Wednesday, 8 February 2017

The story of Pig

Yahoo! (don't forget the exclamation mark!) nowadays makes the news for all the bad reasons: Takeover by other companies, hacked by unnamed state actors several times in the past, not to mention the very dodgy advertising all over their websites. It wasn't always thus.

Cast your minds back to the mid noughties, and you'll remember Yahoo! acquiring the smaller stars of the web 2.0 constellation: Flickr which they kept, which they sold on and Upcoming which they retired. Of course Yahoo! had a history of acquiring companies with great products and messing them up previously, from GeoCities to LAUNCHcast. But by 2005 it seemed like they were suddenly getting it and becoming cool.
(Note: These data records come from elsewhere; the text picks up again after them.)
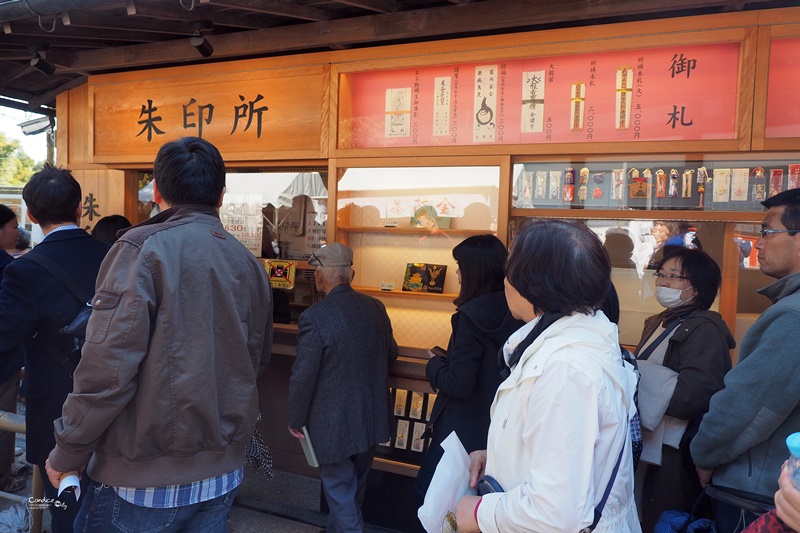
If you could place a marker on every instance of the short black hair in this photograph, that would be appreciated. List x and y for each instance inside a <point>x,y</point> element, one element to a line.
<point>189,171</point>
<point>703,273</point>
<point>6,214</point>
<point>52,195</point>
<point>791,215</point>
<point>107,227</point>
<point>481,260</point>
<point>559,266</point>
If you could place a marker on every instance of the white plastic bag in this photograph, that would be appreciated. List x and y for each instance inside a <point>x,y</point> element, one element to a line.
<point>449,483</point>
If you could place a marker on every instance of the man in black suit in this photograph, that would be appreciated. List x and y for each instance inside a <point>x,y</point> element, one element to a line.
<point>34,305</point>
<point>338,388</point>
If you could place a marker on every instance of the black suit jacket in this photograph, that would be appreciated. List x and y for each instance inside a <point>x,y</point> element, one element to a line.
<point>34,305</point>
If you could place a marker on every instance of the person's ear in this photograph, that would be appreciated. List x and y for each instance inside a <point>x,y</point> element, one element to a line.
<point>157,198</point>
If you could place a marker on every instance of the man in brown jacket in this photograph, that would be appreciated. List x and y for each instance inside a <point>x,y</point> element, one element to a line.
<point>165,395</point>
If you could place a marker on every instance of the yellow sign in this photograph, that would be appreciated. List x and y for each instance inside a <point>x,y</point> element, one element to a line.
<point>281,273</point>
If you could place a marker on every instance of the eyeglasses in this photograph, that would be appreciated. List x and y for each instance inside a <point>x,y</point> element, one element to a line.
<point>765,232</point>
<point>671,277</point>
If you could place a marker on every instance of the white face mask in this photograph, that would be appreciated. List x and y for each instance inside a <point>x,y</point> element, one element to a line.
<point>671,298</point>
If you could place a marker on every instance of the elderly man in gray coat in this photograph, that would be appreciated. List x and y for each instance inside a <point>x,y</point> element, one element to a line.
<point>338,389</point>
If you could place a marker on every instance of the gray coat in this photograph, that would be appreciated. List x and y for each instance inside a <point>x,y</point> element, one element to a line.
<point>338,387</point>
<point>742,437</point>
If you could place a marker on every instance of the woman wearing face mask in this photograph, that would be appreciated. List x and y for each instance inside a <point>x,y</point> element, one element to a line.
<point>683,355</point>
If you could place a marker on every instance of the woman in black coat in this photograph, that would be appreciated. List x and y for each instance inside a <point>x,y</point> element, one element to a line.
<point>467,378</point>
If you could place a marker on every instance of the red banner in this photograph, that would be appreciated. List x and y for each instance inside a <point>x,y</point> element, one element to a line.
<point>661,94</point>
<point>783,93</point>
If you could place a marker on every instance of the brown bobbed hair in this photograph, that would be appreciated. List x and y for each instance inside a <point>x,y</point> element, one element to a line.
<point>559,266</point>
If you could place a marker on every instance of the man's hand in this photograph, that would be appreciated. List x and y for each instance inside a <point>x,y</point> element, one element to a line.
<point>465,514</point>
<point>787,500</point>
<point>704,475</point>
<point>477,464</point>
<point>53,475</point>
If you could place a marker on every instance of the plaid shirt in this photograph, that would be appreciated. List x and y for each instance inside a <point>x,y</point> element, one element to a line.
<point>181,495</point>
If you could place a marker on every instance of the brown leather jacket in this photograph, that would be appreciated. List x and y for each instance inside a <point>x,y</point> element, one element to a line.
<point>166,389</point>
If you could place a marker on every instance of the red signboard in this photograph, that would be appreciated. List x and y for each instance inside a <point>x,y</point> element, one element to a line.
<point>661,94</point>
<point>783,92</point>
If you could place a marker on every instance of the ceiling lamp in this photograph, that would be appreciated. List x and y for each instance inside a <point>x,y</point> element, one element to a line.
<point>40,63</point>
<point>198,40</point>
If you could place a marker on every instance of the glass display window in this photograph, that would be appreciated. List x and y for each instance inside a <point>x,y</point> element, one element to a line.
<point>402,224</point>
<point>282,217</point>
<point>659,183</point>
<point>635,248</point>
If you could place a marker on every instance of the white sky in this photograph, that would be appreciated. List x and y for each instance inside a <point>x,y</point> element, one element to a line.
<point>34,145</point>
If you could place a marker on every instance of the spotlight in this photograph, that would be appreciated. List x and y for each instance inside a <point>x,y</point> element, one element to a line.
<point>198,40</point>
<point>40,63</point>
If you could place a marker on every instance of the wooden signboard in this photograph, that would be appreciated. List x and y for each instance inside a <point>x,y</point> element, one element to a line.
<point>246,110</point>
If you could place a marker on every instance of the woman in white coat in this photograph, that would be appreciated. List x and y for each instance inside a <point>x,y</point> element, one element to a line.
<point>559,437</point>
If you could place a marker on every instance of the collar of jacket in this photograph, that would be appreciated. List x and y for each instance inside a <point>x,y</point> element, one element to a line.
<point>783,287</point>
<point>175,212</point>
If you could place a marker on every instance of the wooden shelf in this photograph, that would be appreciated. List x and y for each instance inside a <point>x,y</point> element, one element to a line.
<point>433,295</point>
<point>411,231</point>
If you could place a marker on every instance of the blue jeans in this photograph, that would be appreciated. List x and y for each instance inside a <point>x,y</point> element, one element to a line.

On the technology side, Yahoo! was a pioneer of Big Data, with Open Source projects such as Hadoop (the writer of that first blog post, Jeremy Zawodny, did later sum up the story of that time nicely in his personal blog), Pig and other bits of that ecosystem that became part of an Apache project rather than a proprietary product.

One wonders if they would be better off now had they kept it as their own product. Maybe they would be the giants of cloud computing. Releasing it as open source though meant that it became an effective industry standard, with other companies contributing projects such as Hive (in fact have a look at this blog post that details the use for both Pig and Hive inside Yahoo. If only someone updated it to add Spark SQL to the mix!). So if anything, if Yahoo! goes down, the Apache Hadoop ecosystem will probably survive.